Many employees work long hours, respond to emergencies, restore power during natural disasters, navigate hazardous environments, and carry significant responsibility for public safety. In recent years, workers have also faced increasing stress associated with wildfires, extreme weather events, public scrutiny, operational changes, and ongoing uncertainty throughout the industry.
These circumstances can create cumulative stress over time.
When the nervous system remains activated for prolonged periods, individuals may experience:
Increased anxiety
Irritability and emotional reactivity
Sleep disruption
Difficulty concentrating
Burnout and exhaustion
Feelings of isolation
Depression
Increased reliance on alcohol or other coping behaviors
Understanding these responses through a trauma-informed lens helps reduce stigma and encourages individuals to seek support before problems escalate.
Why Nervous System Regulation Matters
My portion of the presentation focused on a topic that has become central to my work: nervous system regulation.
During my training as a Substance Use Disorder Counselor, I noticed that many treatment approaches focused heavily on stopping problematic behaviors while spending less time addressing the underlying emotional and physiological patterns driving those behaviors.
The question that continually emerged was:
What creates lasting recovery?
The answer rarely begins with willpower alone.
Many individuals struggling with addiction, emotional distress, chronic stress, or self-destructive behaviors are operating from a dysregulated nervous system.

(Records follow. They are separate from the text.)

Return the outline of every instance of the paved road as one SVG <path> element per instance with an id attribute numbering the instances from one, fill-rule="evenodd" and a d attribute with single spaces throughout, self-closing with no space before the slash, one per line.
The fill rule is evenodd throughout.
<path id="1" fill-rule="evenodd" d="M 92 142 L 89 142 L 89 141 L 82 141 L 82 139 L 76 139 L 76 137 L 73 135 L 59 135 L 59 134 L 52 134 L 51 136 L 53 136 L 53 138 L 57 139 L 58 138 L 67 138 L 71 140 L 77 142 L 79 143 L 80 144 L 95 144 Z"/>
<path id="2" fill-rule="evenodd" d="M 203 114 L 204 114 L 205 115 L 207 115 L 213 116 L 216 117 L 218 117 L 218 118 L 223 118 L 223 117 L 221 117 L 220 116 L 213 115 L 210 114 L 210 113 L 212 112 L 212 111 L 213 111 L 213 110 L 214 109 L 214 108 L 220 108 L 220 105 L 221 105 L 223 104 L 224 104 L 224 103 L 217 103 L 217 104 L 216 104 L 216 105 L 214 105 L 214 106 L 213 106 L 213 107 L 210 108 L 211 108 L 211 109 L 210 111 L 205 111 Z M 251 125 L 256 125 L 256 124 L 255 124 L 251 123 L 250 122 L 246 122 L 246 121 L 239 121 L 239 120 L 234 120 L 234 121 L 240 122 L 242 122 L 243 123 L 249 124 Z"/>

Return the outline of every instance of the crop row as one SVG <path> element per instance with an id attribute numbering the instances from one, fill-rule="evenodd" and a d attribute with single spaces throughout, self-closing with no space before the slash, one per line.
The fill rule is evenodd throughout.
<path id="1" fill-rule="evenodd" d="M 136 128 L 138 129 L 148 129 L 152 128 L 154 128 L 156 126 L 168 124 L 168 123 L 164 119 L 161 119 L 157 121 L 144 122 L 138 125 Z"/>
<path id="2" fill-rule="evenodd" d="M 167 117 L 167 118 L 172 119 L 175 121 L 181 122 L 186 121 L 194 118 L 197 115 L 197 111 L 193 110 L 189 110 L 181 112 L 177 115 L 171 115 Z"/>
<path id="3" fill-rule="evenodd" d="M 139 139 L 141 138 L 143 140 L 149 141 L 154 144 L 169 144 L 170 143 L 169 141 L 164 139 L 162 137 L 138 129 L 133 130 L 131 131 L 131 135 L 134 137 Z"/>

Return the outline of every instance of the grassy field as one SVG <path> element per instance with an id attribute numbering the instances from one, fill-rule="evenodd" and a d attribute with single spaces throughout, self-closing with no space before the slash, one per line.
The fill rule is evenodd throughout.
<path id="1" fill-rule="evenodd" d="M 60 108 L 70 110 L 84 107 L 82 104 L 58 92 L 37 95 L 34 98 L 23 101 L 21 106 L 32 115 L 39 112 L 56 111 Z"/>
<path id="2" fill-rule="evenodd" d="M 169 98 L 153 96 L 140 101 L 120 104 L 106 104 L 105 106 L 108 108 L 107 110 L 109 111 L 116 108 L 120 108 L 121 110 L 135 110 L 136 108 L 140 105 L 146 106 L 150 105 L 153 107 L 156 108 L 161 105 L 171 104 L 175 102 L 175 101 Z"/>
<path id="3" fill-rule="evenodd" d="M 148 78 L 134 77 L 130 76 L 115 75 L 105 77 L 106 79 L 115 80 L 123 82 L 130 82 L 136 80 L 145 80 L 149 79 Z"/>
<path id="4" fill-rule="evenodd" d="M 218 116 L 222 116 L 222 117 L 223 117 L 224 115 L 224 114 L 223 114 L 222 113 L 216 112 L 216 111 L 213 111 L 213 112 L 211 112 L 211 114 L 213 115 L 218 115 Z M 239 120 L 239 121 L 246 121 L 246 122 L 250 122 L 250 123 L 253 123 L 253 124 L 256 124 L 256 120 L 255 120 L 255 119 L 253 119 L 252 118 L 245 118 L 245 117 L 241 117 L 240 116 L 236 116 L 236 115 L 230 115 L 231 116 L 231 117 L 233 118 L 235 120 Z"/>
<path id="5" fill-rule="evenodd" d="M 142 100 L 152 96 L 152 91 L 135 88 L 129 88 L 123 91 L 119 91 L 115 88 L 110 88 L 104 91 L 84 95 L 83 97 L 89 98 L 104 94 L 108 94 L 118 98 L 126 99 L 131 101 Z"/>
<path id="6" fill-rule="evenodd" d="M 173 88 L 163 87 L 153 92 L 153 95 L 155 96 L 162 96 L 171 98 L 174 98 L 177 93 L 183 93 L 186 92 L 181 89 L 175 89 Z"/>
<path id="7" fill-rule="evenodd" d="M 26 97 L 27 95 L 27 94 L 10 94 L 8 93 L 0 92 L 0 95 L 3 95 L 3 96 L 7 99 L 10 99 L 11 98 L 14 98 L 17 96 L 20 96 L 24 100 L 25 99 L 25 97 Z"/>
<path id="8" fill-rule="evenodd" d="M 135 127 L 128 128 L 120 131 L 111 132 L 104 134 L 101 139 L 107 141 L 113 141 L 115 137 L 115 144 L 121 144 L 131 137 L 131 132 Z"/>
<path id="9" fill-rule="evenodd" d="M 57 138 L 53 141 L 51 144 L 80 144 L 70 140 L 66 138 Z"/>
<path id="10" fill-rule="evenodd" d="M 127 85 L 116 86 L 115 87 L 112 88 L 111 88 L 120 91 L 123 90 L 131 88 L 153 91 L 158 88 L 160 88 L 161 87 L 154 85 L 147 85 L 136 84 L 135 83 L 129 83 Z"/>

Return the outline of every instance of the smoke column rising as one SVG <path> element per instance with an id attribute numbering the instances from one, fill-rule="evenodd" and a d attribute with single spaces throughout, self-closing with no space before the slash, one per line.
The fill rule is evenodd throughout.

Their bodies have learned to stay in survival mode.
When this happens, the brain becomes more reactive and less reflective. People may become trapped in cycles of fight, flight, freeze, or fawn responses without fully understanding why.
Substances, compulsive behaviors, overworking, emotional avoidance, and other maladaptive coping strategies often serve a purpose: they temporarily help regulate emotional discomfort.
The problem is not that people are weak.
The problem is that many people have never been taught how to regulate their nervous systems in healthier ways.
You Cannot Heal Through Shame
One of the most important concepts we discussed was the difference between guilt and shame.
Guilt says:
“I made a mistake.”
Shame says:
“I am the mistake.”
Shame frequently fuels isolation, secrecy, avoidance, and continued suffering.
Whether someone is struggling with addiction, trauma, grief, anxiety, or workplace stress, healing requires more than behavior change. It requires safety, connection, self-awareness, and compassion.
Recovery becomes sustainable when individuals learn to understand their nervous system, process difficult emotions, reconnect with their values, and develop healthier ways to respond to life’s challenges.
The Development of Empowered Recovery
The ideas shared during the presentation are reflected in the work I have developed through the Empowered Recovery Curriculum and the Empowered Recovery: Primary Mental Health & Co-Occurring Disorders Curriculum.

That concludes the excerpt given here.